IoT、AI、ロボットのアートへの応用は、これからは止められない波なのかもしれません。こういう存在はこれからどんどん目立ってくるでしょう。見に行かれる方は、ぜひ覗いてみてください。

アバターズ(アート部門優秀賞 菅野 創/やんツー

最初に面白いなと思ったのは「アバターズ」です。黒電話、脚立、サーキュレーター、植木にはカメラやマイク、モーターや小型コンピューター(ラズベリーパイ)が組み込まれ、Webサイトにログインした利用者はこれらのオブジェクトをアバターとして操作できるというもの。

アバターって、僕の理解ではせいぜいオンラインコミュニケーションサービスの中で自分の代わりになるアニメ風キャラクターだったんですよ。そんな「当たり前」に一石を投じたのがこの作品で、しかもそのアバターは現実世界に存在しているんです。
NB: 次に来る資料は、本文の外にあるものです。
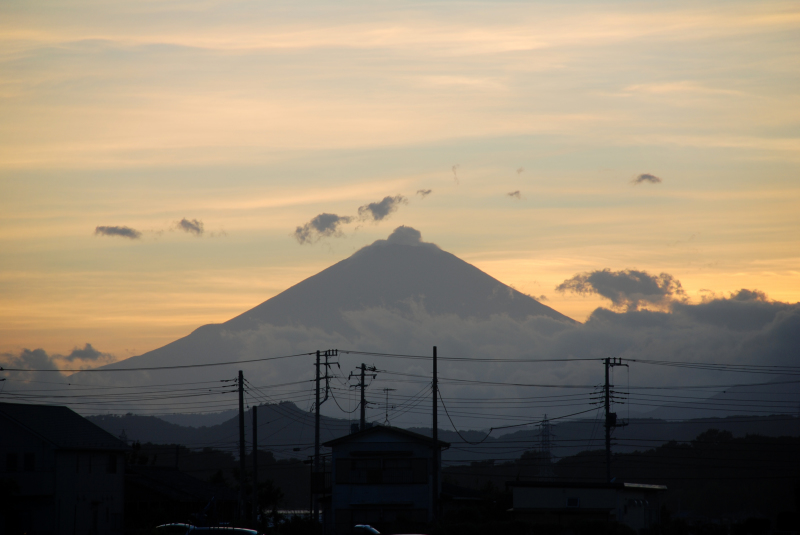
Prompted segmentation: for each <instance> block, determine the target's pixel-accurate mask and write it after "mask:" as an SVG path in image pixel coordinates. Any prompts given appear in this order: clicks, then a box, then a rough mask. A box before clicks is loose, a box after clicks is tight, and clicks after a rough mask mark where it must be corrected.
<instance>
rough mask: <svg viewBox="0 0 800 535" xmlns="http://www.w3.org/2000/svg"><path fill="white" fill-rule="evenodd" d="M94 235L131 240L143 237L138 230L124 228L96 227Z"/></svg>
mask: <svg viewBox="0 0 800 535" xmlns="http://www.w3.org/2000/svg"><path fill="white" fill-rule="evenodd" d="M94 233H95V234H99V235H101V236H121V237H123V238H129V239H131V240H138V239H139V238H141V237H142V233H141V232H139V231H138V230H136V229H132V228H130V227H124V226H121V227H120V226H99V227H95V229H94Z"/></svg>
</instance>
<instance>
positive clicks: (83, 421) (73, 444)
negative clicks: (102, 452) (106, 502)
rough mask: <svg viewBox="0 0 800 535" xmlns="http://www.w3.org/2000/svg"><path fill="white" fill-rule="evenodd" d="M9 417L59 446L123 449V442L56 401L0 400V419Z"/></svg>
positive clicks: (0, 420)
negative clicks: (3, 401)
mask: <svg viewBox="0 0 800 535" xmlns="http://www.w3.org/2000/svg"><path fill="white" fill-rule="evenodd" d="M3 420H5V421H11V422H13V423H15V424H16V425H18V426H20V427H22V428H24V429H27V430H28V431H30V432H31V433H32V434H34V435H37V436H38V437H39V438H41V439H43V440H45V441H47V442H49V443H51V444H52V445H54V446H55V447H56V448H59V449H69V450H102V451H123V450H126V449H128V446H126V445H125V443H124V442H122V441H121V440H119V439H118V438H116V437H115V436H114V435H112V434H110V433H108V432H107V431H105V430H103V429H101V428H99V427H97V426H96V425H94V424H93V423H92V422H90V421H89V420H87V419H86V418H84V417H83V416H81V415H79V414H77V413H75V412H73V411H72V410H70V409H69V408H67V407H63V406H59V405H28V404H23V403H0V422H2V421H3Z"/></svg>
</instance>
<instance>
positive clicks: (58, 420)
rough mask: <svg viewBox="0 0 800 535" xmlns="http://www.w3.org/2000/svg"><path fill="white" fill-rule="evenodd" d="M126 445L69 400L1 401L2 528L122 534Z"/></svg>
mask: <svg viewBox="0 0 800 535" xmlns="http://www.w3.org/2000/svg"><path fill="white" fill-rule="evenodd" d="M126 450H127V446H126V445H125V444H124V443H123V442H122V441H120V440H119V439H117V438H116V437H114V436H113V435H111V434H109V433H107V432H106V431H104V430H102V429H100V428H99V427H97V426H96V425H94V424H93V423H91V422H89V421H88V420H86V419H85V418H83V417H81V416H80V415H78V414H76V413H74V412H73V411H71V410H70V409H68V408H67V407H60V406H54V405H27V404H20V403H0V479H2V486H3V507H2V509H0V516H2V518H0V533H2V534H6V533H28V534H42V535H44V534H48V535H50V534H52V535H56V534H61V533H63V534H67V533H69V534H74V533H87V534H93V535H103V534H109V535H112V534H119V533H122V514H123V507H124V485H125V451H126Z"/></svg>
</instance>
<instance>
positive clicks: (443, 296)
mask: <svg viewBox="0 0 800 535" xmlns="http://www.w3.org/2000/svg"><path fill="white" fill-rule="evenodd" d="M379 309H381V310H386V311H391V313H392V314H394V316H393V317H395V318H406V317H411V316H413V315H414V314H415V313H418V312H420V311H422V310H424V314H427V315H428V317H434V316H451V317H453V318H459V319H461V320H469V319H472V318H474V319H479V320H483V319H488V318H490V317H491V316H493V315H504V316H507V317H509V318H512V319H514V320H524V319H525V318H527V317H530V316H544V317H547V318H549V319H551V320H555V321H557V322H564V323H568V324H575V323H576V322H575V321H574V320H572V319H570V318H568V317H567V316H564V315H562V314H560V313H558V312H556V311H555V310H553V309H552V308H550V307H547V306H545V305H543V304H541V303H539V302H538V301H536V300H535V299H533V298H532V297H530V296H527V295H525V294H523V293H520V292H518V291H517V290H514V289H513V288H511V287H509V286H507V285H505V284H503V283H501V282H500V281H498V280H497V279H495V278H493V277H491V276H489V275H487V274H486V273H484V272H483V271H481V270H479V269H478V268H476V267H475V266H472V265H470V264H468V263H467V262H464V261H463V260H460V259H459V258H457V257H456V256H454V255H452V254H450V253H448V252H445V251H443V250H441V249H440V248H439V247H437V246H436V245H435V244H433V243H427V242H424V241H422V235H421V234H420V232H419V231H418V230H415V229H413V228H410V227H405V226H401V227H398V228H396V229H395V230H394V232H392V234H391V235H390V236H389V237H388V238H387V239H385V240H377V241H375V242H374V243H373V244H372V245H368V246H366V247H364V248H362V249H360V250H359V251H357V252H356V253H355V254H353V255H352V256H350V257H349V258H346V259H345V260H342V261H341V262H338V263H336V264H334V265H333V266H331V267H329V268H327V269H325V270H323V271H321V272H320V273H317V274H316V275H314V276H312V277H309V278H308V279H306V280H304V281H302V282H300V283H298V284H296V285H294V286H292V287H291V288H289V289H287V290H285V291H283V292H281V293H280V294H278V295H276V296H274V297H272V298H271V299H268V300H267V301H265V302H263V303H261V304H260V305H258V306H256V307H255V308H252V309H251V310H248V311H247V312H245V313H243V314H241V315H239V316H237V317H235V318H233V319H231V320H228V321H227V322H225V323H221V324H212V325H204V326H202V327H199V328H198V329H196V330H195V331H194V332H192V333H191V334H190V335H188V336H185V337H183V338H181V339H179V340H176V341H174V342H172V343H170V344H167V345H165V346H163V347H160V348H158V349H155V350H153V351H149V352H147V353H145V354H143V355H140V356H136V357H131V358H129V359H126V360H124V361H120V362H117V363H114V364H110V365H108V366H106V367H108V368H131V367H140V366H142V367H144V366H158V367H163V366H181V365H188V364H204V363H210V362H219V361H237V360H246V359H248V358H254V357H258V356H266V355H265V353H273V352H281V353H285V354H293V353H298V352H305V351H311V350H314V349H317V347H316V346H314V345H312V344H324V345H325V346H327V344H342V345H345V346H352V345H354V344H355V345H358V339H359V337H362V338H363V335H364V331H363V328H364V327H363V325H362V326H361V329H362V330H360V331H359V330H358V328H356V327H354V325H353V324H352V323H351V322H350V321H348V313H354V312H355V313H358V312H361V313H362V315H363V311H365V310H366V311H370V312H371V311H376V312H377V311H378V310H379ZM417 321H419V320H417ZM367 328H369V327H367ZM413 329H414V328H413V327H412V330H413ZM267 331H269V332H267ZM278 331H280V332H279V333H278V334H275V333H276V332H278ZM270 333H272V334H270ZM442 334H445V333H442ZM259 336H260V338H258V337H259ZM382 337H383V335H381V334H380V333H373V338H375V339H382ZM254 338H258V341H254ZM381 343H382V344H387V343H392V342H391V341H388V340H382V342H381ZM426 344H427V342H426ZM331 347H335V346H331ZM163 373H164V372H162V374H163ZM270 373H279V372H278V370H277V368H271V372H270ZM280 373H285V372H280ZM291 373H294V372H291ZM81 375H85V374H81ZM126 375H130V374H126ZM86 380H87V381H88V380H89V379H88V378H87V379H86Z"/></svg>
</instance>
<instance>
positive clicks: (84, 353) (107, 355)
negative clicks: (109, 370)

アバターを動かしている「本体」は、つまり国立新美術館にはいないんです。インターネットの向こうのどこかにいる。
そして、アバターと一緒にいる僕は、インターネットの向こう側の、ネットに向かってパソコンやスマホを触っている人たちにとってみたら

ネットの中の存在

なんですね。

え、僕、アバターの世界の住人になってしまったの?

ということは、なかなか理解できるもんじゃありません。こりゃ、アートだわ。

それぞれの「アバター」はIoT化されています。いくつか見てみましょうか。

モジュールがよくわかった脚立

わかりやすかったのは脚立。

▼脚立の上には小型カメラが搭載されており…

▼脚立の後ろにはラズベリーパイやモバイルバッテリーが搭載されています。きっと通信モジュールもここにあるんだろうな

目玉つき電話

▼黒電話が何気なく置いてありました。

▼壁を見ると「この電話では会話をすることができます」。いや、そらそうでしょ。電話だし。

ん?でも考えてみると、この電話には何の線も繋がってないぞ。

▼電話をよーく見てみると、ダイヤルの真ん中にはカメラが!

ああ、つまり、この電話の中には無線通信モジュールとラズベリーパイが入っていて、ネットの向こう側の人がカメラ越しに僕なんかの姿を見かけたときに電話をかける、ってことなんですね。で、アバターの世界の中にいる僕らはその受話器を取って、誰か分からない人と電話で話せるという仕組みなんだ。

なんというコネクティブ。

インターネットに公開されちゃう場

つまり、アバターズの展示スペースは、インターネット上に公開されちゃっている場だということらしいんです。
ですので、展示スペースに入る前に、映像が公開されてしまう場所に入ることの同意を求められるそうです。これから見に行く人は注意してくださいね。

見たいけれど顔が出るのは嫌、という方には

▼変装道具が揃っていました。

▼僕もつけてみました。

うん。これなら誰か分からない。

Metalimbs(佐々木 智也/MHD Yamen、SARAIJI エンターテインメント部門 新人賞

係の人が居なかったのでモニターに流れていた動画を見ただけでしたが…。

▼どうやら、足に接続したセンサーを活用し、足を使ってロボットハンドを操作しようというもののようです。

ちょっと阿修羅像を連想させます。動画を見た限りでは結構繊細な動作を行えるようで、これがなんで足の操作でできるのか理解ができませんでした。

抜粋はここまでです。